The accelerating pace of climate warming in the earth’s polar regions is spurring a new sense of scientific urgency. This past February 28 a camera onboard the NASA satellite Aqua caught a Manhattan-size floating piece of ice shelf in the act of disintegrating. Slabs continued to calve and break up throughout the next 10 days; by March 8 the Wilkins ice shelf, comprising some 5,000 square miles of floating ice off the coast of the Antarctic Peninsula, had lost 160 square miles of ice to the Pacific Ocean.

 

The breakup is the latest of seven major Antarctic ice-shelf collapses in the past 30 years, after some 400 years of relative stability. They include the detachment of a 1,300-square-mile chunk from the Lars­en B ice shelf, the disintegration of giant ice shelves in the Prince Gustav Channel and the Larsen Inlet, and the disappearance of ice shelves known as Jones, Larsen A, Muller and Wordie. All of them corroborate temperature measurements showing that the western Antarctic Peninsula—now known to insiders as the Banana Belt—is warming up faster than anyplace else on earth.

 

The Wilkins event—serendipitously caught on video by a team from the British Antarctic Survey just days after it was discovered—has rallied scientists around the world. “You have closer communication than ever among the global science community now,” says Robin E. Bell, a polar research scientist at the Lamont-Doherty Earth Observatory of Columbia Uni­versity. “We’re more sensitive that change is really happening quickly.” Relatively warm air seems to be the main culprit. As ice melts in the austral summer, pools of water fill the cracks that inevitably develop in any floating ice shelf as a result of bending and squeezing by the surrounding ocean. In a colder climate those fractures would be nothing more than shallow surface scars. But liquid water in the cracks can drill like a hot knife to the base of an ice shelf, snapping it in two.

 

The breakup and melting of floating ice has no direct effect on global sea levels. But an ice shelf is thought to act as a “cork in the bottle,” damming the flow of the land-based glacier that slowly feeds the shelf in the sea.
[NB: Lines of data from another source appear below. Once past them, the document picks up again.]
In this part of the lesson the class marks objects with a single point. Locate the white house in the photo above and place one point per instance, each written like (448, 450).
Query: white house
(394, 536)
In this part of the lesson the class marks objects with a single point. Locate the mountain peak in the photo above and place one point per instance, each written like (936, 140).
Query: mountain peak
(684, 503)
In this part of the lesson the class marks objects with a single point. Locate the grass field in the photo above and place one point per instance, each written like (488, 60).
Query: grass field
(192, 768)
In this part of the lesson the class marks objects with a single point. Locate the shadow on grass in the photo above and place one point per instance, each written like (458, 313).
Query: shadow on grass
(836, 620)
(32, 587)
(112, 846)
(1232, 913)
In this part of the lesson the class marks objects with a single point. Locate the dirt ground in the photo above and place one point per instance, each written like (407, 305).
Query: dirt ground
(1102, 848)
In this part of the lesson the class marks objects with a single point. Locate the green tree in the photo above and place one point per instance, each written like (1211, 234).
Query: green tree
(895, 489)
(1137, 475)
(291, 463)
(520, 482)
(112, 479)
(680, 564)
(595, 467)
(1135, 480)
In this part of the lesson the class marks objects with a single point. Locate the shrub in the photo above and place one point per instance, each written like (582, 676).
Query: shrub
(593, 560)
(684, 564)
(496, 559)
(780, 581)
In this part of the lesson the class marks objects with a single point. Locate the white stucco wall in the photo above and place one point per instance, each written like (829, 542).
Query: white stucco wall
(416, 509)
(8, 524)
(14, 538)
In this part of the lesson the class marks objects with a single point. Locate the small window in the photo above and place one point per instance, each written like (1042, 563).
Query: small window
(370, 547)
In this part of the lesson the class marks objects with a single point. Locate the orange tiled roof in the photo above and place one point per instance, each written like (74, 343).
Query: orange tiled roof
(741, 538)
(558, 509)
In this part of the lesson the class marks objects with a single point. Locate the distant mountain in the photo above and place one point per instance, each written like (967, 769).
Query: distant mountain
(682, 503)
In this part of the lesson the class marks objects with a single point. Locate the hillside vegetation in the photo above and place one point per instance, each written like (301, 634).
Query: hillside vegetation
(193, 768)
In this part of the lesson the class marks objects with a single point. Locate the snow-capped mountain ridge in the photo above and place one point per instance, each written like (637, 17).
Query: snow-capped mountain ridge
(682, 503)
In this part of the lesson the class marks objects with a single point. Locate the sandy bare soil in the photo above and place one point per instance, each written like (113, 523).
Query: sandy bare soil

When such a “cork” is removed, the glacier lurches forward. “Within a few months” of a breakup, explains glaciologist Ted Scambos of the National Snow and Ice Data Center at the University of Colorado at Boulder, the glacier “accelerates significantly, and within a year or two, it can be moving [toward the ocean] up to four times as fast as it moved when the ice shelf was intact.” As Bell puts it, the result is that “more ice cubes get into the ocean,” which does raise sea level.